LABOUR’S FORMER Foreign Secretary, Jack Straw, may have to defend himself before a Court in connection with his role in “rendition”. This is the practice undertaken by the USA during the “war on terror” which saw them in effect kidnapping suspects and taking them to territory over which the USA had jurisdiction or to third party countries which wanted to prosecute them.
Although rendition was largely carried out by the USA, it has been acknowledged that third party countries, such as the UK, assisted the USA – though the extent of the assistance has always been a closely guarded secret and a very touchy subject.
Mr Belhaj claims that in 2004 he and his then pregnant wife, Fatima Boudchar, were in Asia, about to fly to London to claim asylum on the grounds that he had taken part in the uprising against Libya’s then Leader, Colonel Gaddafi. Mr Belhaj alleges that the USA in effect kidnapped the couple and returned them to Tripoli. Ms Boudchar was imprisoned and then released just before she gave birth, but Mr Belhaj spent six years in jail in Libya.

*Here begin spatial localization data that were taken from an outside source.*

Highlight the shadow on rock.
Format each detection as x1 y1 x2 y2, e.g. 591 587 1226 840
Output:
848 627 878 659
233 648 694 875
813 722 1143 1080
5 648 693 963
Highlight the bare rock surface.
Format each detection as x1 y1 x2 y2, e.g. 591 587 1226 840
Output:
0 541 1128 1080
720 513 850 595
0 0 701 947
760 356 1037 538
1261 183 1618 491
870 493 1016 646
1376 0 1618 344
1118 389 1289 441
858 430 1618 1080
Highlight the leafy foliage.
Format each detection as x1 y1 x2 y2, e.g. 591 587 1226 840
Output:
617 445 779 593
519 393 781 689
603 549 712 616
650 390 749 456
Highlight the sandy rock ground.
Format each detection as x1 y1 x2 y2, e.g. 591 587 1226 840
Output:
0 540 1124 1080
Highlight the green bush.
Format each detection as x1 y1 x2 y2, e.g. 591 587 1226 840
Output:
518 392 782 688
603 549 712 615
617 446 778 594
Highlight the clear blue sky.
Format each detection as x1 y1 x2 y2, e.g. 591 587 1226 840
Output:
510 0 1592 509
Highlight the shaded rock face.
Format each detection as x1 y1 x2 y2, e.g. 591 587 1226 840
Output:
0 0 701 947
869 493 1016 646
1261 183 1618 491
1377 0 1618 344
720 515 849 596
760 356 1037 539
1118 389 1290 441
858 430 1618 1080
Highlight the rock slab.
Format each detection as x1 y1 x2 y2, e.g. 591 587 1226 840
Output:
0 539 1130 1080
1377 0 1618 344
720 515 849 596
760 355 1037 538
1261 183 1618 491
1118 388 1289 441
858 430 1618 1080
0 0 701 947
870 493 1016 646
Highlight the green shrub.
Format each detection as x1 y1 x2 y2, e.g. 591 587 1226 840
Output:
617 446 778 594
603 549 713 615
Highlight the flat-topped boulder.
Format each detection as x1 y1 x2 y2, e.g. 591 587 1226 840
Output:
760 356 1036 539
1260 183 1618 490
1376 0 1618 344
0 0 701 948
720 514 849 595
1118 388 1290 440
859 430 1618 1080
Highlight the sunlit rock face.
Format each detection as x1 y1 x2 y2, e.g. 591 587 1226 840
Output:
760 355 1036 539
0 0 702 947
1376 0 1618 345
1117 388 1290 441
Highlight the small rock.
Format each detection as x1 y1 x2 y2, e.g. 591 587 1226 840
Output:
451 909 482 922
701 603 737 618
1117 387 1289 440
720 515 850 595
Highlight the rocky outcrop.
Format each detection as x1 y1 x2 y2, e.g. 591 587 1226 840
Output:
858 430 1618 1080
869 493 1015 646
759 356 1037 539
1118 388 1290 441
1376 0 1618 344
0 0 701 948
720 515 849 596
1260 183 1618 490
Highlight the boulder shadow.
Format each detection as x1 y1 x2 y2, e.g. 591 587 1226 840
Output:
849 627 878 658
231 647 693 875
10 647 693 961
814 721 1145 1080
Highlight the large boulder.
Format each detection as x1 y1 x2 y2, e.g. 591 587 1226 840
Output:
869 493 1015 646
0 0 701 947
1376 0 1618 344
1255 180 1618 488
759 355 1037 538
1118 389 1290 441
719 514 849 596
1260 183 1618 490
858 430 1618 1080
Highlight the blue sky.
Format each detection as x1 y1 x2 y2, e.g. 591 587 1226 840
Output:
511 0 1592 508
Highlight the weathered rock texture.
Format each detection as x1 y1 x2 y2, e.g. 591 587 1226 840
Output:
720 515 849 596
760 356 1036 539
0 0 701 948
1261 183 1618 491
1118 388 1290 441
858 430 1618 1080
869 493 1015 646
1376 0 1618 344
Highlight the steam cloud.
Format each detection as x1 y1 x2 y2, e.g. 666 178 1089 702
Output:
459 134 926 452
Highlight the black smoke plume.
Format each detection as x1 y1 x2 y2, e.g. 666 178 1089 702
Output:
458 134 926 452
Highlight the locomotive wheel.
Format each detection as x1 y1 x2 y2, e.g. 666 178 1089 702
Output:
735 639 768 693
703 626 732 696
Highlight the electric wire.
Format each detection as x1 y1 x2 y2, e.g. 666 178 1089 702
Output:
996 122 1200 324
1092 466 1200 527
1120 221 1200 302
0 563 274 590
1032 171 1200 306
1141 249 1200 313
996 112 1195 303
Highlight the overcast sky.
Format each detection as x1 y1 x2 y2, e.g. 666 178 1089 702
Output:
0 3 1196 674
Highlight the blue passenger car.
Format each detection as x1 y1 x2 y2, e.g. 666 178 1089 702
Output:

The Supreme Court has now ruled that Libyan Abdul-Hakim Belhaj can bring a case in the British Courts about these events. He wishes to sue Jack Straw, Labour’s Foreign Secretary at the time, and Sir Mark Allen, then a senior MI6 officer – as well as the Foreign Office, the Home Office and the UK security services. Mr Belhaj has made it clear that he will take this case to court unless he receives an apology and token damages of £1.
The Court considered the question of whether UK courts could hear cases involving actions taken by other government in other countries, but concluded that the allegations were so serious they should be heard by a court somewhere – and the UK courts may be the only ones that would hear them, so they should do so.
Mr Straw downplayed the allegations, saying, “At no stage so far have the merits of the applicant’s case been tested before any court…” This is of course true – but the new ruling deals with the applicant’s request for permission to bring the case before a court, so it is a rather strange point for Mr Straw to make at this stage.
Mr Straw also denied that he was in any way culpable in respect of the claims, adding, “As foreign secretary I acted at all times in a manner which was fully consistent with my legal duties, and with national and international law. I was never in any way complicit in the unlawful rendition or detention of anyone by other states.”